I noticed that as I changed the structure. My player acts all weird now. Ill upload everything I got. The player will continuously fall through the floor, appearing at the top again, and the blocks will "invisibly" move to the left 16 pixels. If I go to far right, ill end up at the left again. If I make a "kill" coordinate, and the player reaches their, instead of the process being killed, it just hangs there. Play the game and you will see what I mean.
EDIT:
I noticed when in structure if playerx becomes int instead of byte i dont jump around left and right. But still I have problem with kill coordinate.
EDIT #2:
Derp moment, forgot I split the player into two process lol.
A byte cannot be a negative value. It is a so called "unsigned" data type, just like the WORD type. A byte ranges from 0-255, and a word from 0-65535). When you use a counter with negative value's it will freak. If you want counters with only 8 bits, you can use signed bytes (-128 to +127). That may be the cause of the strange behaviour.
yeah lol. is a byte good for values as long as their under 255 and are not negative?
that's right. But it saves memory. A byte is only 8 bits (hench 0-255). A word and short int are 2 bytes (16 bits) in size, and a standard integer is 4 bytes (32 bits). If you want negative numbers and conserve memory you can use the "signed" byte, wich ranges from -128 to +127. In general when you go beyond the range of a datatype you get an overflow. http://en.wikipedia.org/wiki/Arithmetic_overflow (http://en.wikipedia.org/wiki/Arithmetic_overflow) and http://en.wikipedia.org/wiki/Integer_overflow (http://en.wikipedia.org/wiki/Integer_overflow).
im using 16bit FPG's, if my game uses only FPG's, should I make them 8bit and change the game to 8bit?
No, no, no! That has nothing to do with data types in this case. In fact you can use 8 bit and 16 bit fpgs in 32 bit mode too.
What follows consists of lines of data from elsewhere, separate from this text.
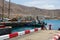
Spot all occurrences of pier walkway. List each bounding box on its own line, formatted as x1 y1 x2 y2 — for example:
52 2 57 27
9 30 60 40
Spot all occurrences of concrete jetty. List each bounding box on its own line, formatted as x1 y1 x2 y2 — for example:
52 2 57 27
9 30 60 40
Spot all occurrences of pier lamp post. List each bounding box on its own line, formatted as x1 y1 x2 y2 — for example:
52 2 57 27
2 0 4 22
8 0 11 18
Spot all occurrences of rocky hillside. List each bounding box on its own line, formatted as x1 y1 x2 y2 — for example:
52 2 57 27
0 0 60 17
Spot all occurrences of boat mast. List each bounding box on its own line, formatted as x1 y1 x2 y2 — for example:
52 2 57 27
2 0 4 22
8 0 11 18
oh lol. well at the moment everything is working good so far. I got ladders and "monkey bars" to work.
so:
int for variablers over 255 and byte for every other variable?
Quote from: DoctorN on March 13, 2012, 05:42:17 PM
oh lol. well at the moment everything is working good so far. I got ladders and "monkey bars" to work.
so:
int for variablers over 255 and byte for every other variable?
Yeah pretty much. You just have to ask yourself the question: Will this counter ever have to deal with negative numbers, and can I reasonly expect that the numbers are going to be bigger then a certain range. I use the "byte" a lot for situations that I know that the value's will stay within this confined range.
But I have made these mistakes too, and still make them sometimes, just when I forget in my program logic that it's a byte but have forgotten about it and trying to test for something smaller then 0 :-[ (you know programming and beer are not always a sane combination). These are the moments where I want to pull out my hair! ;D Then when I realised the stupid mistake I have a good laugh. :) Any programmer goes through these things.